Member of the Maine Senate from the 17th district
- In office 1996–2002; 2004–2010;
- Succeeded by: Garrett Mason

Personal details
- Born: August 29, 1949 (age 76) Lewiston, Maine, U.S.
- Party: Democratic
- Alma mater: University of Maine (BA)
- Profession: Dairy farmer

= John Nutting (politician) =

American politician

John M. Nutting VII (born August 29, 1949) is an American politician and retired dairy farmer from Maine. Nutting was a member of the Maine House of Representatives from 1986 to 1992 and served in the Maine Senate from 1996 to 2002 and again from 2004 to 2010. In 2002, Nutting sought the Maine Democratic Party's nomination for Maine's 2nd congressional district. He finished fourth, losing in the Democratic primary to Mike Michaud.

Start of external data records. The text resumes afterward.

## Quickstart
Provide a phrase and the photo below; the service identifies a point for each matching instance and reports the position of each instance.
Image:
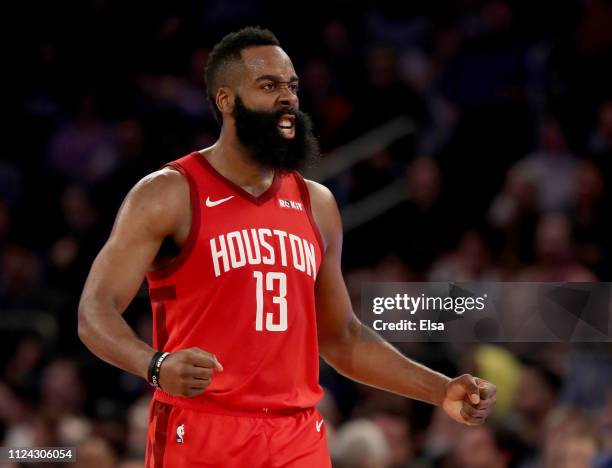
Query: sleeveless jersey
(242, 288)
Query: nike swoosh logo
(210, 203)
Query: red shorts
(179, 438)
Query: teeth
(285, 122)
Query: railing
(348, 155)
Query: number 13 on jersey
(280, 299)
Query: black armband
(155, 366)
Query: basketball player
(256, 293)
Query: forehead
(267, 60)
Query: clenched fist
(469, 400)
(188, 372)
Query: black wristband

Running for re-election to his sixth term (third consecutive) in the Maine Senate in 2010, Nutting lost to Republican Garrett Mason. Mason's supporters spent $50,000 in private money against Nutting.

==Personal==
Nutting was born in Lewiston, Maine and earned a B.S. degree in pre-veterinary sciences from the University of Maine in 1971. He is a retired dairy farmer in Leeds, Maine.

==Career==
Nutting served as Senate Chair of the legislature's Joint Committee on Agriculture, Conservation, and Forestry. In 2009, he authored legislation supported by the Humane Society of the United States prohibiting the confinement of pigs and calves in gestation crates and veal crates. The legislation was passed unanimously by both chambers and signed by Governor John Baldacci.